For quadrant removal with the balanced tip of the Centurion Vision System, a maximum phaco power setting of 65% is adequate. The nucleus in this eye is moderately dense, with brunescence extending to the periphery. Even for such a relatively dense lens, that power is sufficient. For a 4+ brunescent nucleus, I use an 80% power setting. A power of 100% is reserved for truly black nuclei.
The choice of second instrument is also important. I favor one with a very blunt tip, and you can’t get much more blunt than the big ball chopper that I use (Figure 2). The curvature at the distal end of the chopper allows it to pass over the edge of the nucleus and surround it within that curvature. Prior to performing the chop, I position the chopper somewhat vertically and then pull it toward the center of the nucleus where the phaco tip is located to perform chopping.
IRRIGATION/ASPIRATION
After quadrant removal is complete, I switch to the I/A tip. Again, I test infusion to make sure it is adequate before entering the eye. I strongly recommend placing the aspiration port against cortical material before activating aspiration (footpedal position 2).
I don’t find that it matters much whether cortex is removed first from the subincisional area or from another location. However, infusion misdirection syndrome is more likely to occur when the tip is positioned in the subincisional area because the infusion port is directed at the zonular region and fluid is therefore more likely to pass through the fibers and into the posterior segment. For this reason, I usually remove subincisional cortex last, and I protect the posterior capsule while doing so by pressing the tip of the spatula against it.
After cortex removal, I aspirate lens epithelial cells for 180º from beneath the anterior capsule. There are two reasons for doing this (and no downsides). First, it reduces the possibility of capsule contracture. Second, it makes IOL exchange easier, should that be necessary, for at least several months because adherence of the capsule to the optic will be delayed for a prolonged time.
With nucleus and cortex removed, my attention is directed to the posterior subcapsular cataract that remains. I inject a cohesive OVD (ProVisc), stretching the posterior capsule taut as I simultaneously inject and rub the posterior subcapsular cataract with the cannula tip to remove the opacity.
IOL INSERTION
I stabilize the globe with the spatula inserted through the sideport incision and then insert the IOL injector. As the IOL is released from the injector, I use the spatula to tuck the trailing haptic and optic into the capsular bag before the IOL fully opens.

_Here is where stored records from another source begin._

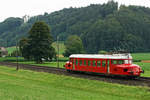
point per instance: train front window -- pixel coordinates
(120, 61)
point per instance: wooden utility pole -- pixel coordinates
(57, 52)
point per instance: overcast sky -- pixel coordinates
(19, 8)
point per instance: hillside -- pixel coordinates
(101, 27)
(29, 85)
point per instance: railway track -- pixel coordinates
(142, 81)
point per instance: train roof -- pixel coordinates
(102, 56)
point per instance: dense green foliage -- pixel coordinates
(73, 46)
(29, 85)
(38, 43)
(101, 27)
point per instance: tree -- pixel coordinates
(73, 46)
(38, 44)
(23, 47)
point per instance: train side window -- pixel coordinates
(80, 62)
(89, 63)
(103, 63)
(84, 62)
(114, 61)
(94, 63)
(99, 63)
(120, 61)
(76, 61)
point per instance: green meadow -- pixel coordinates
(137, 58)
(29, 85)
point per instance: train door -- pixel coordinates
(108, 66)
(103, 68)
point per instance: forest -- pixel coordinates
(106, 27)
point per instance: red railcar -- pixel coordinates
(112, 64)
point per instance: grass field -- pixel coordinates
(29, 85)
(141, 56)
(11, 49)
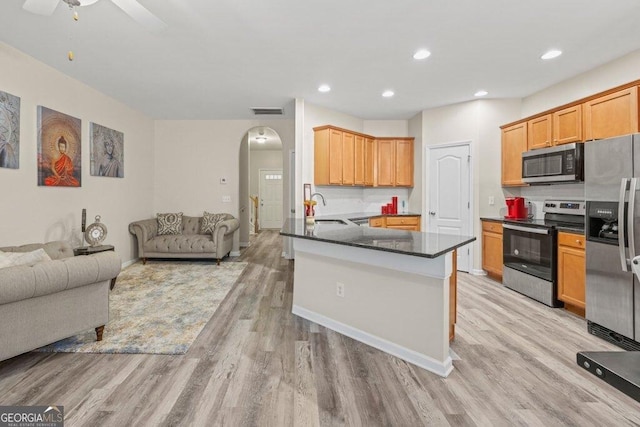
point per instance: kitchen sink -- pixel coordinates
(331, 221)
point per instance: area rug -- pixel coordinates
(158, 308)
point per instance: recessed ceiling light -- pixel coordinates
(421, 54)
(554, 53)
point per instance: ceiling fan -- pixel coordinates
(131, 7)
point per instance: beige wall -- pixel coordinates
(36, 214)
(612, 74)
(192, 155)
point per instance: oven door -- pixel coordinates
(531, 250)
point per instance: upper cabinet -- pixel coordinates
(539, 132)
(514, 143)
(348, 158)
(567, 125)
(395, 162)
(611, 115)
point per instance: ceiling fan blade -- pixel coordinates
(141, 15)
(40, 7)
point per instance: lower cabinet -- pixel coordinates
(403, 222)
(492, 249)
(571, 271)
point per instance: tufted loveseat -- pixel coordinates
(189, 244)
(55, 299)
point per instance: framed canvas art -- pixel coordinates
(107, 151)
(59, 149)
(9, 131)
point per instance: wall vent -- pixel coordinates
(267, 111)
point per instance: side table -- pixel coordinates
(89, 250)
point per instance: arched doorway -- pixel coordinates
(261, 182)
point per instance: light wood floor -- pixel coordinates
(257, 364)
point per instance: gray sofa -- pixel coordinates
(189, 244)
(55, 299)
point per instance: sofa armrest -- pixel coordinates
(48, 277)
(144, 231)
(224, 228)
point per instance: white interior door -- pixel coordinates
(450, 196)
(270, 203)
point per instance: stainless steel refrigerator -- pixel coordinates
(612, 185)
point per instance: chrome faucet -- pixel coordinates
(324, 203)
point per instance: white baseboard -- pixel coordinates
(443, 369)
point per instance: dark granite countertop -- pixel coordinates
(560, 227)
(426, 245)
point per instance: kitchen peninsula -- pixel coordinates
(386, 288)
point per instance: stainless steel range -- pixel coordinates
(530, 250)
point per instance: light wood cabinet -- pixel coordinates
(539, 132)
(401, 222)
(404, 163)
(514, 143)
(395, 162)
(492, 249)
(567, 125)
(611, 115)
(348, 159)
(571, 271)
(386, 161)
(328, 156)
(342, 157)
(369, 161)
(359, 160)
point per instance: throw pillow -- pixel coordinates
(7, 258)
(12, 259)
(169, 223)
(209, 222)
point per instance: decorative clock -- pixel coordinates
(95, 233)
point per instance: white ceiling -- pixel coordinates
(217, 59)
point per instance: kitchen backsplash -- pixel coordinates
(358, 199)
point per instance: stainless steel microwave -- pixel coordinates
(554, 165)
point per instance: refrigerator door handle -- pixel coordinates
(630, 220)
(621, 225)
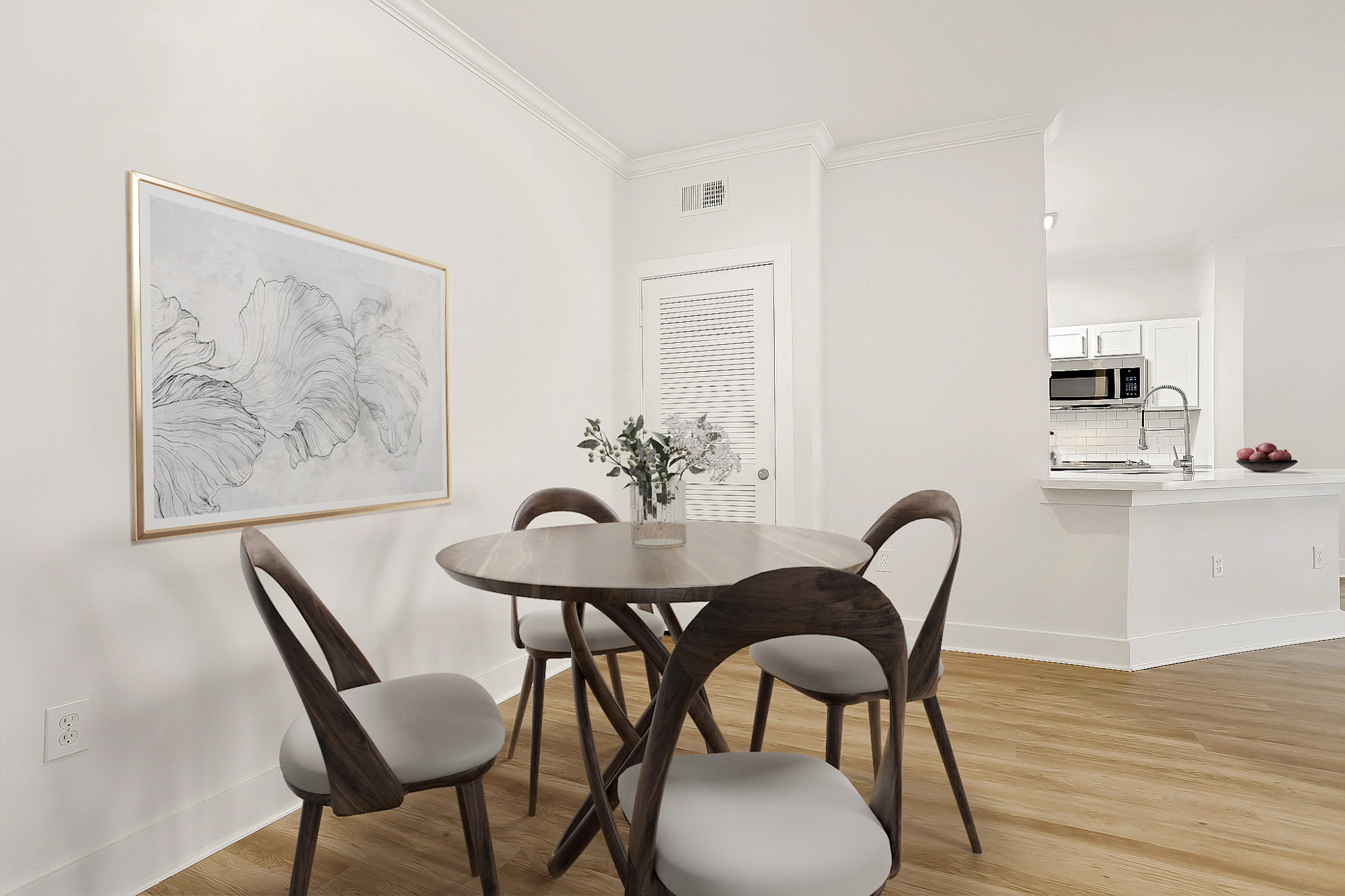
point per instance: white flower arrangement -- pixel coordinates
(653, 460)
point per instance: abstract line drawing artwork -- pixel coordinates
(280, 372)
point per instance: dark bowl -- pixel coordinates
(1266, 466)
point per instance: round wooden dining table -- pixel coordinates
(598, 564)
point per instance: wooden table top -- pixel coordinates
(597, 563)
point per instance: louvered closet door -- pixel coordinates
(709, 349)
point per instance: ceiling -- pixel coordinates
(1182, 116)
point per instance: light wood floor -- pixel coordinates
(1214, 776)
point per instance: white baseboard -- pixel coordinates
(1027, 643)
(192, 834)
(505, 682)
(1235, 638)
(1140, 653)
(210, 825)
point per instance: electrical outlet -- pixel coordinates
(68, 731)
(884, 561)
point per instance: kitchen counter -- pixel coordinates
(1223, 561)
(1168, 481)
(1073, 487)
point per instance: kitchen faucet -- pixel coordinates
(1187, 463)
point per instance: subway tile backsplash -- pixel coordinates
(1114, 435)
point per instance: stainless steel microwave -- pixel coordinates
(1098, 381)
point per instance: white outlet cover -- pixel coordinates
(68, 729)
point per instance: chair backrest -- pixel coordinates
(773, 604)
(360, 776)
(551, 501)
(923, 505)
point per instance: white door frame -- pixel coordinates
(779, 256)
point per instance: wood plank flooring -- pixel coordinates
(1214, 776)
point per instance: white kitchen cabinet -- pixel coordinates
(1109, 341)
(1172, 352)
(1069, 342)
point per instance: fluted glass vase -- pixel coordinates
(658, 514)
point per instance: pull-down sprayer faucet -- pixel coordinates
(1187, 463)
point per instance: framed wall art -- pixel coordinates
(279, 370)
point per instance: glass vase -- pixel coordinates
(658, 514)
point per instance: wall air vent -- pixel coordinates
(700, 198)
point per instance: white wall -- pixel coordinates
(1295, 356)
(1151, 292)
(934, 274)
(332, 114)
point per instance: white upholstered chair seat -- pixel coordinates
(426, 727)
(822, 663)
(763, 825)
(545, 630)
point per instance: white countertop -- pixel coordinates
(1234, 478)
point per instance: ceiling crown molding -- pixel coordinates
(431, 25)
(1024, 126)
(810, 134)
(462, 48)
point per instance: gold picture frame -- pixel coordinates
(357, 412)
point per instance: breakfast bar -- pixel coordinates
(1214, 563)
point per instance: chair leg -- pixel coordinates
(876, 732)
(765, 689)
(536, 747)
(836, 727)
(466, 814)
(652, 676)
(475, 797)
(310, 818)
(614, 671)
(523, 706)
(950, 763)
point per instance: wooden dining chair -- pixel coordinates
(362, 744)
(543, 633)
(767, 823)
(832, 670)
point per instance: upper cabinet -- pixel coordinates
(1098, 341)
(1069, 342)
(1172, 349)
(1109, 341)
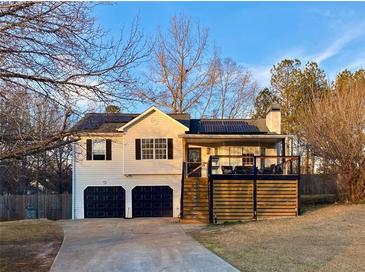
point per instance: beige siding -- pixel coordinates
(123, 170)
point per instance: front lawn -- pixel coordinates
(328, 238)
(29, 245)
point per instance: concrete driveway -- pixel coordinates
(147, 244)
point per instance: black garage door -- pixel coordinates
(104, 202)
(152, 201)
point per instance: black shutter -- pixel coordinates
(108, 149)
(170, 148)
(138, 149)
(89, 149)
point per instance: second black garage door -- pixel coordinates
(152, 201)
(104, 202)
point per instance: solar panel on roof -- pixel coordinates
(223, 126)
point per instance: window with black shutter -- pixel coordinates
(89, 150)
(170, 149)
(138, 149)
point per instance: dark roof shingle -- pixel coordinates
(110, 122)
(225, 126)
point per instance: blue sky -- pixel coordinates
(260, 34)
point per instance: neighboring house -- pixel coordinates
(131, 165)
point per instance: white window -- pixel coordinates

By the time I insert the I/A tip into the eye after IOL insertion, the haptics have usually released. If not, I typically use the chopper to release them after stabilizing the optic with the I/A tip in footpedal position 1 (Figure 3). Alternatively, forceps can be used to grasp and release the haptic, thereby freeing it from the optic.
The I/A tip is then used to aspirate OVD from behind and in front of the optic, followed by stromal hydration to seal the incisions. To achieve this, I use a side-to-side motion with the infusion cannula and simultaneously deepen the chamber. I depress the optic to ensure that the haptics are well seated in the capsular fornix, and I irrigate the anterior chamber angle to remove OVD and verify that no lens fragments remain in the angle. I verify that the IOL is well centered, perform a final bit of stromal hydration, check the IOP, and surgery is complete.
My typical postoperative regimen includes a topical antibiotic four times daily for 1 week, a NSAID once daily for 3 weeks, prednisolone acetate 1% four times daily for 6 weeks, and cyclopentolate 1% at bedtime for 1 week.
CONCLUSION
Cataract surgery techniques certainly vary. I have found the method outlined here and in my accompanying video to be both safe and effective. This is my routine procedure, and I may need to modify it depending on intraoperative events or the existence of anatomic issues such as zonular laxity or a shallow chamber.